Kennedy Touts Lame U.S. Job Growth; Klobuchar Should Have Noticed
Yesterday's Meet The Press debate between Amy Klobuchar (D-MN) and Mark Kennedy (R-MN) was, to be kind, tepid.
Klobuchar can sit on a large lead with three weeks to go until Election Day. Kennedy has underperformed throughout the campaign, and yesterday his low-key speaking style did little to inspire.
But even though Klobuchar is nursing her lead, she should have remembered that the issues being discussed on a national news program can effect other races around the country. To that end, she should have, at the least, played fact-checker to Kennedy's spin.
Consider this argument from Kennedy:
HOST TIM RUSSERT: But, but specifically, what about rolling back the tax cut on those who make more than $200,000?
KENNEDY: We have had six million new jobs. The economy was flat on its back after 9/11. We passed tax relief to reward, and people — to let them keep more of their hard-earned money. Families, small business, those that take risk and create jobs. Six million new jobs have been created. We cannot be raising taxes, putting this economy back on its back, and also not growing jobs.
To be fair, Klobuchar wasn't given a chance to directly respond to Kennedy's comments.

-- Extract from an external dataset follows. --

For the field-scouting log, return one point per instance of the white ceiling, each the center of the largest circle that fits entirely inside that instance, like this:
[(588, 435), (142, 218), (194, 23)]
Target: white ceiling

Russert had a back-and-forth with Kennedy, before going back to Klobuchar with a question on rolling back the Bush Administration's tax cuts for the wealtiest Americans.
But certainly, Klobuchar could have began her answer by challenging a) that 6 million new jobs is a solid performance; or b) the false logic that rolling back the tax cuts would reverse job growth.
Let's take this point by point:
We know, not from some liberal economist, but from Labor Secretary Elaine Chao, that the economy has only produced 140,000 jobs/month during the strongest period of the Bush-era economy. Economists suggest that a growing economy needs to create 150,000 jobs/month just to match population growth.
By comparison, job growth during the eight years of the Clinton presidency was 236,000/month, according to the Bureau of Labor Statistics.
So, "6 million new jobs," while a pleasing sounding number, is really not all that impressive. Furthermore, one could ask what kinds of jobs are being created. Are they jobs that can support middle-class families, or are they primarily lower-wage jobs? Are they jobs with health care and other benefits?
Chao touted a 6% jump over five years in "overall compensation." What does that mean? First off, it means that compensation is growing at a pace of 1.2% per year. With inflation at about 3% per year, that's not "growth." That's "not keeping up with inflation." Furthermore, current compensation "growth" -- putrid as it is -- does not keep up with the compensation growth of the past seven economic growth periods.
We know that the Clinton-era job growth didn't come on the back of a humongous tax cut for the wealthy. Given the tepid job growth during the Bush era, the better plan may very well be to roll back the tax cuts -- combined with closing tax loopholes and better fiscal responsbility with regard to spending. When Clinton left office, the deficit was under control; under Bush, it isn't.
The key is that Democrats aren't saying, "tax and spend." Nor are they proposing a continuation of the Republican "spend and spend some more" philosophy. What Democrats are saying is, "let's bring some sanity back to our economy, because the enormous tax cuts for the wealthy passed during the Bush era have not, as promised, helped this economy."